Les limites de la tolérance et la mesure dans laquelle la société européenne peut respecter les différences culturelles sont des « questions politiques difficiles » a admis M. Dekker lors d’un entretien avec EurActiv Slovaquie concernant l’islamophobie dans l’UE. Il a cependant souligné l’importance cruciale de l’intégration de la population musulmane dans la société européenne et a mis en garde : « la radicalisation est le résultat de la marginalisation et de l’exclusion ».
« La population musulmane ne constitue pas un groupe cohérent » et il est donc irréaliste de vouloir traiter les minorités islamiques dans les pays européens en tant que telles, a insisté le professeur Dekker, qui souhaite que les stéréotypes soient oubliés dans la mesure où « la réalité est beaucoup plus complexe ».
La compatibilité des traditions culturelles européennes et musulmanes fait actuellement l’objet de débat aux Pays-Bas, pays d’origine du professeur Dekker et où Geert Wilders, dont le Parti pour la liberté détient neuf sièges à la chambre basse du Parlement, a récemment déclaré qu’il en avait « assez de l’Islam » dans le pays.
M. Wilders a demandé à ce que le Coran soit interdit et prévoit de sortir un film destiné à soutenir cette initiative, suscitant un débat respectivement sur la liberté d’expression et la liberté de culte.
L’intégration de la culture islamique dans la société européenne suscite l’intérêt européen cette année dans le contexte de l’année européenne du dialogue interculturel (AEDI 2008), dont le but est d’aider les citoyens européens à faire face à un environnement « plus ouvert et plus complexe ».
L’extrémisme religieux est un « phénomène général » et n’est « en rien spécifique à l’Islam », a affirmé M. Dekker, ajoutant qu’il était « bon de savoir qui appartient à ces groupes radicaux et (…) quelle est leur idéologie » pour comprendre « pourquoi ils se sacrifient ». Inversement, il fait également remarquer qu’« un grand nombre de gens montre du respect pour d’autres idées (…) et sont favorables à une rencontre et un échange de points de vue et souhaitent comprendre ».
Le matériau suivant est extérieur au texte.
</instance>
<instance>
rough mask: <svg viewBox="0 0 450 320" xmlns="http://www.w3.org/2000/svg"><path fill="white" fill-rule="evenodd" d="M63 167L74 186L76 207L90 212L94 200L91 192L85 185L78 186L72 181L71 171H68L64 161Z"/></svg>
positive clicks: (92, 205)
Quant au fait de savoir si les autorités devraient être impliquées dans les affaires de discrimination contre les femmes, les lesbiennes et les homosexuels musulmans (les « minorités au sein des minorités »), le Pr. Dekker est affirmatif. « Leur intervention est absolument nécessaire. Dans de nombreuses constitutions [européennes], toute forme de discrimination est interdite. Il n’y a aucune exception ».
Enfin, il a expressément demandé à ce que des questions comme le port du voile par les élèves musulmanes à l’école soient abordées « d’un point de vue pratique », tout en insistant sur la nécessité de la communication, qu’il considère « primordiale », entre les enseignants et les étudiants.